On 7/10/2024 5:19 PM, Timon Gehr wrote:
> On 7/10/24 23:50, Walter Bright wrote:
>> On 7/8/2024 4:18 PM, Timon Gehr wrote:
>>> The simple fact is that if you program in a language without footguns, you 
>>> are free to not worry about shooting your own foot. (Assuming you like having 
>>> feet.)
>>
>> A "footgun" is just another word for "bug".
> 
> This is not true. A footgun in this context is something that encourages the 
> creation of bugs. A "footgun" is another word for "error-prone design".

2's complement arithmetic? Floating point arithmetic? Operator precedence?

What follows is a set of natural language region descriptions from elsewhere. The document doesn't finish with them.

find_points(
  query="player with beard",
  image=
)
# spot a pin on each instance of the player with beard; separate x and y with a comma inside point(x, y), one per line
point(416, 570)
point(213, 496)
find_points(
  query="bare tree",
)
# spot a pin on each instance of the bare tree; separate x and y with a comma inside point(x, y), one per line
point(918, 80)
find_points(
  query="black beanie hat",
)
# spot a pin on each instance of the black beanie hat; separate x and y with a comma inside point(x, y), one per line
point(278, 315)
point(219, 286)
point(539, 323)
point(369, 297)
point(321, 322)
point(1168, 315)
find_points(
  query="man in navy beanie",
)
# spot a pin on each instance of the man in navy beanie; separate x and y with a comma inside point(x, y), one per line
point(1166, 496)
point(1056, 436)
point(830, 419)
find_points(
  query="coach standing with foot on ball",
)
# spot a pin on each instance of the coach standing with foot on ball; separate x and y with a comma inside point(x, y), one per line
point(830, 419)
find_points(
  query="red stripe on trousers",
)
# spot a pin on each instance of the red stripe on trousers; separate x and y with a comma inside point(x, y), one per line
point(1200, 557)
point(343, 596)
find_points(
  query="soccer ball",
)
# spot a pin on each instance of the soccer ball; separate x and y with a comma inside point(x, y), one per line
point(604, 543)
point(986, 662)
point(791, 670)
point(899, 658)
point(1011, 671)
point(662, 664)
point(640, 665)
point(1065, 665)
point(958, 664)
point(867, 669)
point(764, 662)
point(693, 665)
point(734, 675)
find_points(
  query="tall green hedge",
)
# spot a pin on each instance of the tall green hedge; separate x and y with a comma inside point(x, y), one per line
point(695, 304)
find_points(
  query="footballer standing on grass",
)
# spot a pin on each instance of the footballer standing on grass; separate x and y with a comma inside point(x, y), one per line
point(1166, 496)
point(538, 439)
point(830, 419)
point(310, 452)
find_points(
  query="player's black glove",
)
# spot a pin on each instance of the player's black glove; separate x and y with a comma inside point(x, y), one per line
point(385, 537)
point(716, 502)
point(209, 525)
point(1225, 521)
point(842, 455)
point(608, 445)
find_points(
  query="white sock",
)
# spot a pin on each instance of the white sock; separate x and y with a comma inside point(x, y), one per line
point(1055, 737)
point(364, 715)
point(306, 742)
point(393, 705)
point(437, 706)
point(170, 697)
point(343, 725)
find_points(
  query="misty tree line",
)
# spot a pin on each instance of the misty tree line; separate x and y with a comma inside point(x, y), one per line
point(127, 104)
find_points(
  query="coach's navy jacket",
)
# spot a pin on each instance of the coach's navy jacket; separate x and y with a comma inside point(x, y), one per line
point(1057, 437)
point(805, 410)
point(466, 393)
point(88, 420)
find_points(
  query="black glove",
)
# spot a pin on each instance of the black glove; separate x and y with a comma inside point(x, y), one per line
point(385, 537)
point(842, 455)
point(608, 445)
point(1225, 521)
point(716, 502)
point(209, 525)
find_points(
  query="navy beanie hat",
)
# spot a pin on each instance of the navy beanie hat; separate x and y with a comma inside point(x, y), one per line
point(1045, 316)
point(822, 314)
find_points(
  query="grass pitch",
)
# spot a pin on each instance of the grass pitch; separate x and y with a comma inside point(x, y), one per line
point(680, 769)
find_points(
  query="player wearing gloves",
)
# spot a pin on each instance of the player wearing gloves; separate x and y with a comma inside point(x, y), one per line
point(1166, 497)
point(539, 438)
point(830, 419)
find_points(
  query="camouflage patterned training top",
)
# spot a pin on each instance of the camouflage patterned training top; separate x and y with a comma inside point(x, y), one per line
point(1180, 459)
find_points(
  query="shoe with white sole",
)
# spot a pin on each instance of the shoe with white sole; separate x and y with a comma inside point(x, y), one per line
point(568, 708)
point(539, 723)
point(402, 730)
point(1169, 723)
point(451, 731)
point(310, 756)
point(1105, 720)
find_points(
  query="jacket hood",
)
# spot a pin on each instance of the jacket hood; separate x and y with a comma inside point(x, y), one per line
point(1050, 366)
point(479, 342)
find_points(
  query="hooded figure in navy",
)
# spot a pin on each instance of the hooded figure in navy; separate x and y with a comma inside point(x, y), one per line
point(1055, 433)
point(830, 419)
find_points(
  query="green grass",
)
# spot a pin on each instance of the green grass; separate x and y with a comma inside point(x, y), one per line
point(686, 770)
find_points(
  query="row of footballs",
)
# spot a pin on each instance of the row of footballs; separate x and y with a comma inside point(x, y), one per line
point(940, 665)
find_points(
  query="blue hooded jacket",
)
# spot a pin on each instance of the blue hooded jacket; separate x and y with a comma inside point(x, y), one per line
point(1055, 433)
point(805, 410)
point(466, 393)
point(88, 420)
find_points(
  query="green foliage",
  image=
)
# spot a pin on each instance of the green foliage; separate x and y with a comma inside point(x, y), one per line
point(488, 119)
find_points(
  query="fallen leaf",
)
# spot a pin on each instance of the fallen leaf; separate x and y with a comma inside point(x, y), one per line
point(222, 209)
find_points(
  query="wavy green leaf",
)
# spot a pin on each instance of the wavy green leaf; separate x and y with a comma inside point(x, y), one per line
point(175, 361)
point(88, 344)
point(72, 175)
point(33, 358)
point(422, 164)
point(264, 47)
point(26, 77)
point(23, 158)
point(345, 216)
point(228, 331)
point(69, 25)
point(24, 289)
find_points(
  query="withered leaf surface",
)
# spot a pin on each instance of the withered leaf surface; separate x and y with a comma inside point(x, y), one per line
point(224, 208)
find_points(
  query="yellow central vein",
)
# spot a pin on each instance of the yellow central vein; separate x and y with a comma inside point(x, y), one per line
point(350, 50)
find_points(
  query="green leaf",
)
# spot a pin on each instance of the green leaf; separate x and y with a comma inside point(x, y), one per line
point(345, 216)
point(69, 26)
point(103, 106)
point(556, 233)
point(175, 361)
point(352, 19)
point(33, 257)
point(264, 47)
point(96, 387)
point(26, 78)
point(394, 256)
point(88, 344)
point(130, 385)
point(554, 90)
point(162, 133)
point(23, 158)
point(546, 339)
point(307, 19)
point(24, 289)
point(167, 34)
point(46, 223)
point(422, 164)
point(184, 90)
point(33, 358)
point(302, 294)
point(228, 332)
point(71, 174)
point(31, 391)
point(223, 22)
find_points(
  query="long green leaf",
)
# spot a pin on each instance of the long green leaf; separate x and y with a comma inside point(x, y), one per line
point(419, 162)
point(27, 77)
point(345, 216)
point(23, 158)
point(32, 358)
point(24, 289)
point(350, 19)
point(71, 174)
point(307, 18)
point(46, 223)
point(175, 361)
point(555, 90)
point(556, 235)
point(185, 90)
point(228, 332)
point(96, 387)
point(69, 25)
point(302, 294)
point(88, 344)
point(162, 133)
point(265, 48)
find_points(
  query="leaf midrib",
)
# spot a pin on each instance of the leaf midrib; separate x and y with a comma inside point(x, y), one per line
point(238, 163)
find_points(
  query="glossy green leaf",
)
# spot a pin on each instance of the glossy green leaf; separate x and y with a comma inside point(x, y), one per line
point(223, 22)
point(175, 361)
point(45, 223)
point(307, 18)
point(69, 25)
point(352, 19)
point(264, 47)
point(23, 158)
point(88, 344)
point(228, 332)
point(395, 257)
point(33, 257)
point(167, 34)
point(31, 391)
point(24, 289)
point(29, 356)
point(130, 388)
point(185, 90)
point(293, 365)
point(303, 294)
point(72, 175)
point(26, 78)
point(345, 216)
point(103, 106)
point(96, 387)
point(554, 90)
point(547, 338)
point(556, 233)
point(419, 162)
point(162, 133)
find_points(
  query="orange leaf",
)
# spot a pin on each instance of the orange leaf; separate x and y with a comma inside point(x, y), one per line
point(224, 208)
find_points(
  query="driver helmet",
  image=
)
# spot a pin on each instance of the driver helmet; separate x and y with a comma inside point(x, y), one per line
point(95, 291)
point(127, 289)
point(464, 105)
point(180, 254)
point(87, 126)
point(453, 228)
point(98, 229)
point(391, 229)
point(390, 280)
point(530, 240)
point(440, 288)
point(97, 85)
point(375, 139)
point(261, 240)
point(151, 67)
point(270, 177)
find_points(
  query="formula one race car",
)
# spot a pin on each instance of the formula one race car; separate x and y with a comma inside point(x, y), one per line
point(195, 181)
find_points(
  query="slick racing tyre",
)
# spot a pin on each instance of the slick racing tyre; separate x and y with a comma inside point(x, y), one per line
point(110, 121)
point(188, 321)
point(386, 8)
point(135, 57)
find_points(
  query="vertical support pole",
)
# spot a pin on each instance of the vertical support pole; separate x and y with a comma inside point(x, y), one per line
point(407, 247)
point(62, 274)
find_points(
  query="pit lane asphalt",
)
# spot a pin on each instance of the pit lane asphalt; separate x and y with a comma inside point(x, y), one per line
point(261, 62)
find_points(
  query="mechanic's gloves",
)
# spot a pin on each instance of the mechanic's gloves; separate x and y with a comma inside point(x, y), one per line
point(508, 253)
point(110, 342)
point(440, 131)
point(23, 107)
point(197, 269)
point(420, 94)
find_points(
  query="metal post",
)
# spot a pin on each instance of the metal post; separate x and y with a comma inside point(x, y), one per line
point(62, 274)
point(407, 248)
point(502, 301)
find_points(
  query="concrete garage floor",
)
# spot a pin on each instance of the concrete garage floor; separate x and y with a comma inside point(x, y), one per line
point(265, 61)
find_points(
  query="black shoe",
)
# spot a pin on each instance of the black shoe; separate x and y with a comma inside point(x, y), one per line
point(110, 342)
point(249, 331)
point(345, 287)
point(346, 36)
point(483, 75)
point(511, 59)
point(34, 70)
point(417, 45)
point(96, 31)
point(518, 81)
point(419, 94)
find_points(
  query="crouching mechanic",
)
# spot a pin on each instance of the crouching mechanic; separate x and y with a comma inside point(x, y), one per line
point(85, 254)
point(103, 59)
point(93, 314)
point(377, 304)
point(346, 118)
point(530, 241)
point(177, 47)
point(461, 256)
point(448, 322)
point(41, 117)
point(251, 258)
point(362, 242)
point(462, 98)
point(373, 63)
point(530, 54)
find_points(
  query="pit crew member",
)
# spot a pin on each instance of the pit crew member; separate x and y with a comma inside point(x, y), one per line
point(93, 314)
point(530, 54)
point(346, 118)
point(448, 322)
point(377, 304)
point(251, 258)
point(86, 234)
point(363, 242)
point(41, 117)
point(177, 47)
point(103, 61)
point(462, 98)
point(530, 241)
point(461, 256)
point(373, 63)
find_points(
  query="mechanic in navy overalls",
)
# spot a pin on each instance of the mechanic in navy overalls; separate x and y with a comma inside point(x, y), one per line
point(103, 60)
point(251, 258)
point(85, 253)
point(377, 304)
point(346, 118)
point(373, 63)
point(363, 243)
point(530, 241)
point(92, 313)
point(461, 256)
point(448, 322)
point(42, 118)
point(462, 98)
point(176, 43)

All of those are footguns. We live with them because attempts to avoid them make 
for slow and complex code.

Back in the 70's, I read the "Pascal User Manual and Report", and decided to try 
to write some programs in Pascal. Wirth had removed so many footguns, I could 
not write a useful program with it. It also just looked ugly. Wirth simply went 
too far. Subsequent implementations of Pascal had to add a lot of footguns to 
make it a useful language.

> There is a wide spectrum between the two extremes. You are here engaging in 
> unproductive black and white thinking.

I'm illustrating a point - that moving to "a language without footguns" is not 
practical. In solving engineering problems, a very productive way of settings up 
is specifying the boundary conditions. Same here.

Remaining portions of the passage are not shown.